2 février 2016 - La méthode de calcul mixte de l’AI représente une discrimination pour les femmes selon un arrêt de la CourEDH. L’arrêt portait sur le cas d’une femme originaire de Saint-Gall qui, après la naissance de ses jumeaux, avait perdu son droit à une demi-rente à la suite d’une réévaluation du taux d’invalidité par l’AI. Celle-ci arguait que, parallèlement à l’éducation de ses enfants, la requérante ne pourrait plus désormais assumer qu’une occupation à temps partiel, raison pour laquelle il convenait d’appliquer la méthode mixte et, partant, de rabaisser le taux d’invalidité à 27%.

Résumé du cas
En raison de douleurs au dos, la requérante D.T. a été contrainte de cesser en 2002 son activité à plein temps. Une demi-rente d’invalidité lui a alors été attribuée. Par la suite, D. T. a mis au monde des jumeaux. Sur la base de la méthode de calcul mixte, le taux d’invalidité a été rabaissé à seulement 27%, ce qui ne lui permettait plus de prétendre à une rente d’invalidité. Le Tribunal cantonal de St-Gall a admis le recours déposé par D.T., qui a alors été porté devant le Tribunal fédéral par l’AI. Celui-ci est arrivé à la conclusion que l’AI avait agi conformément à la Constitution fédérale, soulignant que la méthode de calcul mixte pouvaient entraîner pour les femmes la perte du droit à la rente AI en cas de naissance. Ce facteur n’étant pas lié à l’invalidité, il ne pouvait dès lors être considéré comme discriminatoire ou portant atteinte à la Constitution ou à la CEDH. D.T. s’est alors tournée vers la Cour européenne des droits de l’homme (CourEDH) à Strasbourg, arguant que l’application de la méthode de calcul mixte représentait une violation du droit au respect de la vie privée et familiale (Art. 8 CEDH) combiné avec l’Art. 14 CEDH (interdiction de discrimination).

Arrêt et motivation
Aux yeux de la CourEDH, l’application de la méthode mixte a eu des répercutions sur la répartition des tâches au sein de la famille et, partant, un impact sur l’organisation de leur vie familiale et professionnelle. La CourEDH conclut donc que le présent grief relève de l’article 8 et qu’il convenait de suspecter une discrimination indirecte. L’effet discriminatoire de la méthode mixte concerne dans la majorité écrasante des cas des femmes après la naissance de leur(s) enfant(s).

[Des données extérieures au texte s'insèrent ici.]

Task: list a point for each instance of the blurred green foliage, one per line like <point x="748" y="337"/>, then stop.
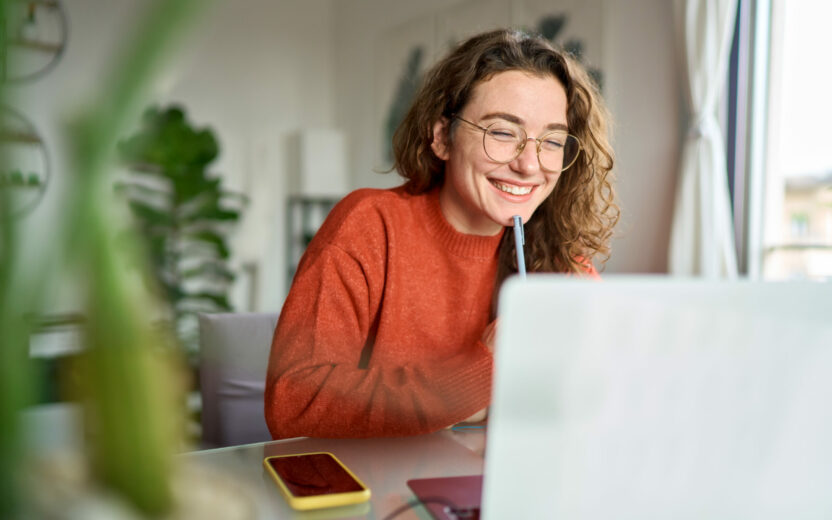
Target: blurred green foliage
<point x="131" y="392"/>
<point x="183" y="213"/>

Relevant pour toutes ces raisons que la différence de traitement subie par la requérante et le refus d’une rente après la naissance de ses enfants ne reposent sur aucune justification raisonnable, la CourEDH conclut par quatre voix contre trois à une violation de l’Art. 8 CEDH combiné à l’Art. 14 CEDH.

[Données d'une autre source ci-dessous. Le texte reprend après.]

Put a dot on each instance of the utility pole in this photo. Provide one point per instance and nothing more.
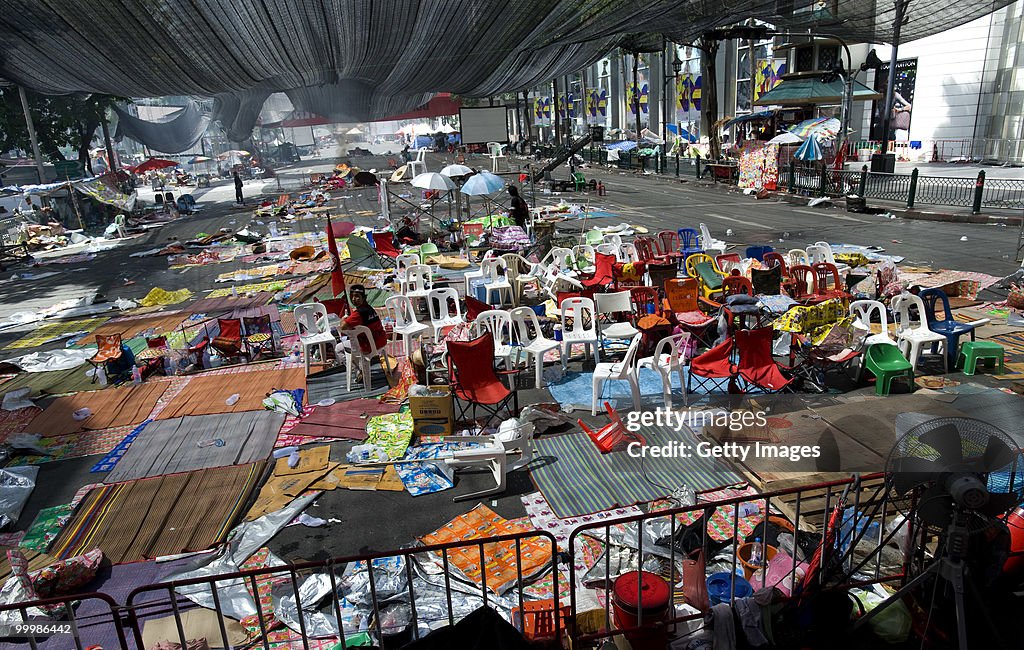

Selon l’opinion dissidente développée par les trois juges minoritaires, le cas de la requérante ne se situe pas sur le terrain de l’Art. 8 CEDH, raison pour laquelle le recours devrait être déclaré irrecevable. La discrimination alléguée par la requérante ne présenterait pas de lien suffisant avec le respect de la vie privée et familiale. En raison de la dimension principalement pécuniaire du grief, la CourEDH devrait se fonder sur le Protocole additionnel n°1 de la CEDH (Art. 1 Protocole I), que la Suisse n’a d’ailleurs pas ratifié.

Commentaire
L’arrêt de la Cour de Strasbourg représente un pas significatif pour l’égalité entre les sexes en Suisse. Il vient renforcer les critiques émises depuis longtemps au niveau national au sein des milieux scientifiques, politiques et juridiques contre la méthode de calcul mixte admise par la jurisprudence du Tribunal fédéral. Si le rapport du Conseil fédéral en réponse au postulat de Jans Beat n’évoque que certaines failles dans l’évaluation du taux d’invalidité des personnes travaillant à temps partiel, l’arrêt de la CourEDH prouve qu’il s’agit en réalité d’une pratique discriminatoire à l’égard des femmes. Reste à savoir si l’optimisation dans l’application de la méthode mixte proposée par le Conseil fédéral suffira à lever la discrimination dont sont victimes les femmes travaillant à temps partiel.